Born: 13 August 1909, Ireland
Died: 3 June 2002
Country most active: Ireland
Also known as: Pearl, Bridget Margaret Mary Dunlevy

Dunlevy, Margaret (‘Pearl’) (1909–2002), physician and epidemiologist, was born Bridget Margaret Mary Dunlevy on 13 August 1909 at Mountcharles, Co. Donegal, the fifth of six children (four boys and two girls) of George Dunlevy, shopkeeper and merchant, and Maggie Dunlevy (née Doherty).
After attending the Loreto Convent, St Stephen’s Green, Dublin, and St Louis Convent, Carrickmacross, Co. Monaghan, Dunlevy commenced medical studies at the RCSI. Taught by Sir Thomas Myles, she graduated (1932) first in her final medicine and surgery exams (L and LM, RCSI and RCPI). She then served as house surgeon at the Eye Hospital, Newcastle-upon-Tyne (1932–3), house physician and surgeon at Nuneaton General Hospital (1933), resident surgical officer at Birmingham Children’s Hospital (1933–4), medical officer at Sydenham Children’s Hospital, London (1934), and house surgeon at Standon Hall Orthopaedic Hospital, Staffordshire (1934–5). On graduating first place in the UCD diploma in public health (1936), she was appointed temporary assistant county medical officer of health in Donegal (1936), then assistant medical officer of health in Dublin (1938), resident at Crooksling tuberculosis sanatorium, Co. Dublin. Developing considerable expertise in the treatment and control of childhood TB cases, Dunlevy, with three medical colleagues from Dublin Corporation’s TB service, undertook a six week tour (June–July 1947) of Norway, Denmark (especially the Central Tuberculosis Clinic in Copenhagen) and Sweden to assess the deployment of the BCG vaccine in the region, where childhood TB was rare.

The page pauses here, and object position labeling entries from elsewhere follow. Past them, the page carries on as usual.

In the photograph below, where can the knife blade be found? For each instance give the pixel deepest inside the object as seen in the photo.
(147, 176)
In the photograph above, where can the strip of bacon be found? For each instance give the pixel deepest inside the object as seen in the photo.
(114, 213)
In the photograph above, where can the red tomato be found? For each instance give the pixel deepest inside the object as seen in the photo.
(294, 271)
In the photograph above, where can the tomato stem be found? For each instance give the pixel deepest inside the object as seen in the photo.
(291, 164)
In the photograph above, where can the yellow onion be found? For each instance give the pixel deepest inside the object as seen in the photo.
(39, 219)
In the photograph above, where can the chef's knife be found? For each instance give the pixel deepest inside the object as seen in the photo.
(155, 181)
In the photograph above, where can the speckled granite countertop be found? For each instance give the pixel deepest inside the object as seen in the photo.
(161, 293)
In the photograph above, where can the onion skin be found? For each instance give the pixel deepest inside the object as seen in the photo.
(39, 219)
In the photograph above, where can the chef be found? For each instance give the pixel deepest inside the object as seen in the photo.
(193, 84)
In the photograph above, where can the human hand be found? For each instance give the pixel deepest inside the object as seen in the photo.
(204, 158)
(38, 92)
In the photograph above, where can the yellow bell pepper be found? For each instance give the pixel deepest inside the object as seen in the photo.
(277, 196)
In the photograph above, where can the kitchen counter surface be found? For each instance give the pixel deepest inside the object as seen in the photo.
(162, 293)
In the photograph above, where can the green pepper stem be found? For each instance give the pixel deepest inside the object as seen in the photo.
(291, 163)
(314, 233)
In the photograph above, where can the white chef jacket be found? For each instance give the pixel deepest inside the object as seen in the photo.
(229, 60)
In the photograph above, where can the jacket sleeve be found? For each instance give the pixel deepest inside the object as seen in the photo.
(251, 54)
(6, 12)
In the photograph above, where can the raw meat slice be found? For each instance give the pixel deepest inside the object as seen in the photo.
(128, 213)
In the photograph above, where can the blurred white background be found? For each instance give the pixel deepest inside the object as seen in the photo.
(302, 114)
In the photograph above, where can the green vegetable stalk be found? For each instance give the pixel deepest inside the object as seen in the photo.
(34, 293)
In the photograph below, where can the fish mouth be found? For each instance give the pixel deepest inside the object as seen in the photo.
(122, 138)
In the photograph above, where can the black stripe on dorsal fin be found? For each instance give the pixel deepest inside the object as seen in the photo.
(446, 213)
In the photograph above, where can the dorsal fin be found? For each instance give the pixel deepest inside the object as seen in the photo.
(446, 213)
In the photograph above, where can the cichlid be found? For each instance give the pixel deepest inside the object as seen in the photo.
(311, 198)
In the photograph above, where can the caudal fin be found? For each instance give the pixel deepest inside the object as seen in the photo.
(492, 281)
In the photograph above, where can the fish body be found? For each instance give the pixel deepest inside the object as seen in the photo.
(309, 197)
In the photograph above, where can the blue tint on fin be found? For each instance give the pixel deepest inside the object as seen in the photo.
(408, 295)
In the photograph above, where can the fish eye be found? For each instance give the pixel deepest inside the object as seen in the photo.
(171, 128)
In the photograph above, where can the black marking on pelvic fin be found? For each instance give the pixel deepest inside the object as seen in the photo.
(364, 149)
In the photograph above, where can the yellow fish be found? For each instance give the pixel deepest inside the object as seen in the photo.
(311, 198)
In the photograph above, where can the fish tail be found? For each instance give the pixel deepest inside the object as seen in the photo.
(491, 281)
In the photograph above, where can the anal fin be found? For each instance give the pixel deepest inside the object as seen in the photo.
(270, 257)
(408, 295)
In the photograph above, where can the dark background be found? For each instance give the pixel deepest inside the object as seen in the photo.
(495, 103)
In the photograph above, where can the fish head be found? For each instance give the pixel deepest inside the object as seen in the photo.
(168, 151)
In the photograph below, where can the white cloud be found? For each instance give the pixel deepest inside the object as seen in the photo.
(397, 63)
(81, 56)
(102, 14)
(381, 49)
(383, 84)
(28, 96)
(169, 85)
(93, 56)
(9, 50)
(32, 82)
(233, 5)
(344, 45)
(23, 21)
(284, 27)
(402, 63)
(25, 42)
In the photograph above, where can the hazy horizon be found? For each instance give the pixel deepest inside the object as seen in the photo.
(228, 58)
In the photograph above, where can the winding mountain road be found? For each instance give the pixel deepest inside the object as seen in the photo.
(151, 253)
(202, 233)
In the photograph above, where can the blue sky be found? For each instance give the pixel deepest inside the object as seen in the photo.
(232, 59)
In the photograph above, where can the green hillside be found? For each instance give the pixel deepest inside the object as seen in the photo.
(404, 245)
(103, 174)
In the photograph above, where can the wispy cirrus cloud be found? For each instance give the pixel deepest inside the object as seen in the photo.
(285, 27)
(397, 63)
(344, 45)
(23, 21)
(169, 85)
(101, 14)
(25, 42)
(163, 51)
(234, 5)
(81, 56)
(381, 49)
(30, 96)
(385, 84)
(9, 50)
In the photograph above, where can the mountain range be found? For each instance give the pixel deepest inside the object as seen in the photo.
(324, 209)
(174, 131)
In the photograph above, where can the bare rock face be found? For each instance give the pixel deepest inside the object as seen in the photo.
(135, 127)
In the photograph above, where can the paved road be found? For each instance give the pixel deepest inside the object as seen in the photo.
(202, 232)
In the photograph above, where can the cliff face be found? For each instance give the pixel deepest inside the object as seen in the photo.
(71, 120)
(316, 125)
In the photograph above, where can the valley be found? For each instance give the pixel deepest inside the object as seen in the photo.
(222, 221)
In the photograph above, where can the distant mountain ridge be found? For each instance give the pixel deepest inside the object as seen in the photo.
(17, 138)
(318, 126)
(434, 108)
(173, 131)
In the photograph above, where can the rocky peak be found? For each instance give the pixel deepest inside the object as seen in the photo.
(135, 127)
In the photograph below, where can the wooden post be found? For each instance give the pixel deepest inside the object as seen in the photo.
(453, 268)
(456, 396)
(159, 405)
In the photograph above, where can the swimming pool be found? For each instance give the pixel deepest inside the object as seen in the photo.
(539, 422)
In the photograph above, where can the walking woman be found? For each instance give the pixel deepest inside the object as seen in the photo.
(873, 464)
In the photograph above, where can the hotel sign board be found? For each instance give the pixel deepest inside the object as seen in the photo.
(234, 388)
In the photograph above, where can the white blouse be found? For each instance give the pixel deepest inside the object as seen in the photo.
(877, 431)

By this time Dunlevy had already established (1945) Dublin Corporation’s primary TB clinic at the Carnegie Trust Child Welfare Centre in Lord Edward Street. Isolating children from the dangers of infection when attending the waiting rooms of adult TB dispensaries, the clinic aimed to identify and immediately treat children with TB, successfully minimising their admission to sanatoria (the 150 beds in Dublin were subject to endemic waiting lists). Appointed a Dublin Corporation TB officer (1947), Dunlevy managed a mass x-ray (radiography) programme and commenced tuberculin testing to assess TB infection rates and the likely loci of transmission, aiding identification of the source of infection (usually familial, and linked to crowded housing conditions). She was appointed assistant medical officer for Dublin city (1948), later lamenting that throughout the 1950s medical staff were paid less for tuberculin testing of patients than veterinarians were for the testing of cattle (Dunlevy, IMT, 18 June 1982).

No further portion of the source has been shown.